Let us assume that our null hypothesis is that when someone is sick, it is not swine flu. A type I error is a false positive. That is, we claim that the person has the swine flu, when actually then do not. A type II error is a false negative. This means that the person has swine flu, but we erroneously conclude that they do not.
What is the probability that someone who has flu-like symptoms actually has swine flu? We can calculate this using Bayes Rule:
- P(H1N1|symptoms) = P(Symptoms|H1N1)*P(symptoms)/P(H1N1)
Let us assume that all individuals with swine flu have symptoms so that P(Symptoms|H1N1)=1. Let us assume 2% of the population gets any type of flu each year and displays symptoms. Let us assume only .02% of the population gets H1N1. So, P(symptoms)=0.02 and P(H1N1)=.0002. Thus we have:
- P(H1N1|symptoms) = 1*0.02/0.002=.01.
This means that if we see a random person with the flu like symptoms, there is only a 1% chance that they actually have the swine flu.

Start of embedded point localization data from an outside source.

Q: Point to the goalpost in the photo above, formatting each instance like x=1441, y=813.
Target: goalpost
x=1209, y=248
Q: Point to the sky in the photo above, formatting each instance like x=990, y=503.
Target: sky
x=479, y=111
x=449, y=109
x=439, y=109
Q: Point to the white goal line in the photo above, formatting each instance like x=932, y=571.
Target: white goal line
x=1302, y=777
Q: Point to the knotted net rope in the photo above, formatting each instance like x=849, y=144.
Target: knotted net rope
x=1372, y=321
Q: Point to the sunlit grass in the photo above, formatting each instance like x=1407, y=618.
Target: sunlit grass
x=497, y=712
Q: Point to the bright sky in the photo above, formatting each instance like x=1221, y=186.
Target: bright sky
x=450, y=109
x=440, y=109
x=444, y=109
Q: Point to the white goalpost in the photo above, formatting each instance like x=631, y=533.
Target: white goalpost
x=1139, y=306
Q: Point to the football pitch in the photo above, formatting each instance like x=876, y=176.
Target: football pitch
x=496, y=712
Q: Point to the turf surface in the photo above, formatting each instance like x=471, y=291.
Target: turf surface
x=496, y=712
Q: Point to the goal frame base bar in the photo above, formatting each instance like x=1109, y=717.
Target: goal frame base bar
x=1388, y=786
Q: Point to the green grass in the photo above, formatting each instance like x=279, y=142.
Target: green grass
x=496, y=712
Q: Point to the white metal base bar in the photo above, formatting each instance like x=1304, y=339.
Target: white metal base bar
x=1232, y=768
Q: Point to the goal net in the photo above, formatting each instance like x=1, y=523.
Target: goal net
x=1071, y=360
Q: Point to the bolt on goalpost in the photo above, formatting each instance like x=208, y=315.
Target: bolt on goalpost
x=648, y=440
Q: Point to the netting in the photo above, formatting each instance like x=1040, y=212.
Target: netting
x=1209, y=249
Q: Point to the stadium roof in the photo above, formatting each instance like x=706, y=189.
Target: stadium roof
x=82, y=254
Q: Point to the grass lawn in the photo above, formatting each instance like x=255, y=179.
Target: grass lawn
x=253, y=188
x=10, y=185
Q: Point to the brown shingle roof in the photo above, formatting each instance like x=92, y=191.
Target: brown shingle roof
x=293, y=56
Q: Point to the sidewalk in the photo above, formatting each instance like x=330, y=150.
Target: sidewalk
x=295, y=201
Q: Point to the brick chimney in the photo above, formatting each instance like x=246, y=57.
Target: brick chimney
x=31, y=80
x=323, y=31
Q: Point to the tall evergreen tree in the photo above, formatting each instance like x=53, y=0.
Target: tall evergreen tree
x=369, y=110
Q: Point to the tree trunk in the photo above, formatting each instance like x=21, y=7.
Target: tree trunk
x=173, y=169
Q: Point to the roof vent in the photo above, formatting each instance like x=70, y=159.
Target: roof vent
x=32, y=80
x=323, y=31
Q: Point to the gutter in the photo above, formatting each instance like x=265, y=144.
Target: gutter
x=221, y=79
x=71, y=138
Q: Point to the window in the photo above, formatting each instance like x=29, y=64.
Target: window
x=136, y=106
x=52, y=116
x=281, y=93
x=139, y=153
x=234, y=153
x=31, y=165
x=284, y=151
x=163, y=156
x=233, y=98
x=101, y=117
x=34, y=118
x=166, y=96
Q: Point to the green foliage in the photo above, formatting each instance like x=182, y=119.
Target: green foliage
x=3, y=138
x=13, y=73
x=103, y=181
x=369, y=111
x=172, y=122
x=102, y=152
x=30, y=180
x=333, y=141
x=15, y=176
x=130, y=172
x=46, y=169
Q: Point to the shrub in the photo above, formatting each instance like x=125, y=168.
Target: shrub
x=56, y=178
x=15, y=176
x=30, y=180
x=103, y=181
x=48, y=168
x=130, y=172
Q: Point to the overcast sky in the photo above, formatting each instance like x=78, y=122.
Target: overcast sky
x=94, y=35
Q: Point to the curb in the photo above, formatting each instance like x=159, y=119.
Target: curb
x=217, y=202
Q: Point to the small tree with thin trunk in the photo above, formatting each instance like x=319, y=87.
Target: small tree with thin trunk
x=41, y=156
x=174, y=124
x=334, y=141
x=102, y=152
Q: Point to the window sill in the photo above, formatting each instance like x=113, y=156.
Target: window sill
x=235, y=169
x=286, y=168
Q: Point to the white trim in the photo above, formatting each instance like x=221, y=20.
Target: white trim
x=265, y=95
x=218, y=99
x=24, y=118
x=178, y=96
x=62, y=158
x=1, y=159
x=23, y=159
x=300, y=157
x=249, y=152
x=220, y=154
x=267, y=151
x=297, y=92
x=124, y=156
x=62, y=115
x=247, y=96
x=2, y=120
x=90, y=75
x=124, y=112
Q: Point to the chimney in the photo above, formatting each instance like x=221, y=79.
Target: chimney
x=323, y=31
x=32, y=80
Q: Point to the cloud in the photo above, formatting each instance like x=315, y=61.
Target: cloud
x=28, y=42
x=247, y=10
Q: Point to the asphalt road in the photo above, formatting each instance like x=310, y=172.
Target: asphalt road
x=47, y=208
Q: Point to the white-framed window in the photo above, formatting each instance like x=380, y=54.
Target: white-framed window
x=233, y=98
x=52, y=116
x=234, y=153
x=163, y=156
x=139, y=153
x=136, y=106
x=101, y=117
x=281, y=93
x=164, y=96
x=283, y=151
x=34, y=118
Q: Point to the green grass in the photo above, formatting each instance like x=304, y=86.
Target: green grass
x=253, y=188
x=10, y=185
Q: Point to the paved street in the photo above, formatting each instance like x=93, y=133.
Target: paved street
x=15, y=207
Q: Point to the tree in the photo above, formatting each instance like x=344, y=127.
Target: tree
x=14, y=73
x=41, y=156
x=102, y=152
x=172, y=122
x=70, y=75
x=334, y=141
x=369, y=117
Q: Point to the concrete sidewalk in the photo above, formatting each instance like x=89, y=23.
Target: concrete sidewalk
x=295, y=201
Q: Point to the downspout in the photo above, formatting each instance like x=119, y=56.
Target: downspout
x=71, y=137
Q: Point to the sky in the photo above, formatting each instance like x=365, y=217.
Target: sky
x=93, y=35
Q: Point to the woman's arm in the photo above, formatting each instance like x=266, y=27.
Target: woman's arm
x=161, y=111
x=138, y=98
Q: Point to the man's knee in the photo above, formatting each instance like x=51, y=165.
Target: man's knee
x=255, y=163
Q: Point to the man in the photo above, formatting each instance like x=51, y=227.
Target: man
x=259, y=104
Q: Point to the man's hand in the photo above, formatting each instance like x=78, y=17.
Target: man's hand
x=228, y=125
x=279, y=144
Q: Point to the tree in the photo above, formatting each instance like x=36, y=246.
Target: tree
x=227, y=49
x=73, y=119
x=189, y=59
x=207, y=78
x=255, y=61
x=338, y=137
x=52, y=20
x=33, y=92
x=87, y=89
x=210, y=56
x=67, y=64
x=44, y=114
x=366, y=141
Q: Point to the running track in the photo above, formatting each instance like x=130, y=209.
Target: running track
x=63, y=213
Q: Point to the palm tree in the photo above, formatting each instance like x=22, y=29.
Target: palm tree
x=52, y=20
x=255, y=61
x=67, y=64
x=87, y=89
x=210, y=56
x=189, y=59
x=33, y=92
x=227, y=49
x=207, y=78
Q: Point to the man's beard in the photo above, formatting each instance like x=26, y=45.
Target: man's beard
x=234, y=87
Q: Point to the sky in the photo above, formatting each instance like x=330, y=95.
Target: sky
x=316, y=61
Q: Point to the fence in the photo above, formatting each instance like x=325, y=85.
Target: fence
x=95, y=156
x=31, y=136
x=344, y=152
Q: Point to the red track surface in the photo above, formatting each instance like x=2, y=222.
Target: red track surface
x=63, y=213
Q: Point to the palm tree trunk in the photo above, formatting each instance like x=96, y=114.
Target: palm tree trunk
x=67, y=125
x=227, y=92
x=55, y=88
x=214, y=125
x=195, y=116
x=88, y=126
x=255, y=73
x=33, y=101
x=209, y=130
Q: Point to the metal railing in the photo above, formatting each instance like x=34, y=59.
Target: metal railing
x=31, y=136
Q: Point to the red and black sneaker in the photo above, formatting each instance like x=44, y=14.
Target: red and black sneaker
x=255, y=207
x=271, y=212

This may explain why the CDC and WHO ignored early warnings from a Washington-based biosurveillance company concerning a possible flu outbreak. Although there was an increase in the number of cases of influenza, the probability that it was an outbreak of H1N1 (or any type of outbreak) was low. Although probability of a false positive was high, the cost of a false negative is also large. Ex-post, it is obvious that the CDC and WHO should have acted quicker to fight the spread H1N1. Ex-ante, these organizations likely receive numerous reports of potential outbreaks and acting on every single one–most of which turn out to be false–would be very costly. Identifying the optimal time to initial school closings and public health warnings is very difficult and must take into account both the probabilities and the costs of type I and type II errors.